События Катастрофы заставили ее очевидцев и тех, кто родился позже, пересматривать многие, казалось бы, первичные категории и понятия. Например, понятие о том, что считать человечным и что — бесчеловечным. Ведь как часто желание сохранить веру в человека диктует нам отмахнуться от злодеев: нелюди! Однако опыт Катастрофы отметает это спасительное решение. Пережившие его писатели, в том числе Эли Визель, Ежи Косинский и Дан Пагис, утверждают: «Они несомненно были людьми». Какие это были люди, описал в своем гиперреалистическом повествовании Ежи Косинский, американский писатель, автор одного из самых страшных романов второй половины XX века.

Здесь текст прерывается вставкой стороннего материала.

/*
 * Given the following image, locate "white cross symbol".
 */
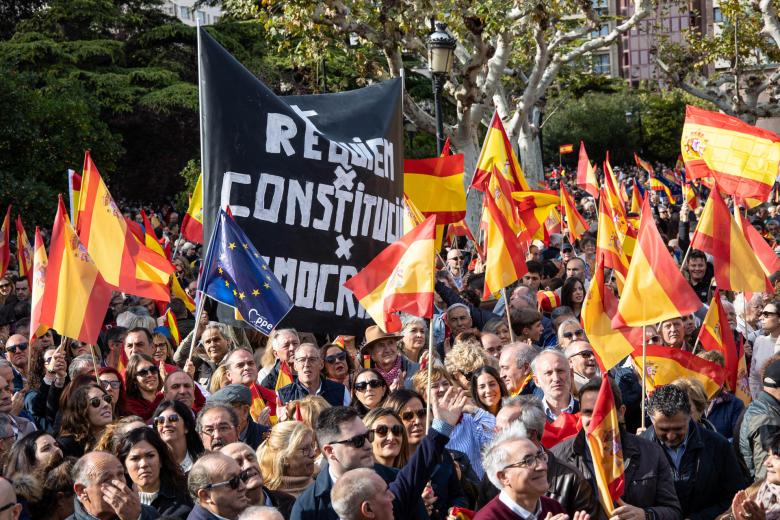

Книга «Раскрашенная птица» Ежи Косинского (1933–1991) не имеет дела с гетто и депортациями, однако непосредственно связана с темой Катастрофы. Эта связь не только в хронологии повествования, совпадающей со Второй мировой войной, и не только в перенасыщенности прозы реалистическими ужасами. Она прежде всего в скрупулезном изумленном всматривании ребенка в творимое людьми зло. Маршрут вынужденных скитаний мальчика связывает воедино жуткие эпизоды, донельзя сгущая атмосферу беспричинного насилия и ненависти. Изощренность зла, его видимая безграничность трансформируют заложенную в сознании мальчика картину разумного мира и превращают действительность в вакханалию персонифицированного Зла, всесильного и наглого, покоряющего и покупающего людские души, почти не встречая сопротивления. Не имея сил и интеллектуальной зрелости заключить зло хоть в какие-то ограничительные рамки и не видя ничего, кроме зла, герой книги делает логический вывод: чтобы преуспеть, нужно заключить союз с Дьяволом. Невыносимая реальность вытесняет сознание в миф и мобилизует в ребенке новые, иные жизненные силы и инстинкты. А читателю этот миф помогает справиться с тяжелой, почти беспросветной книгой.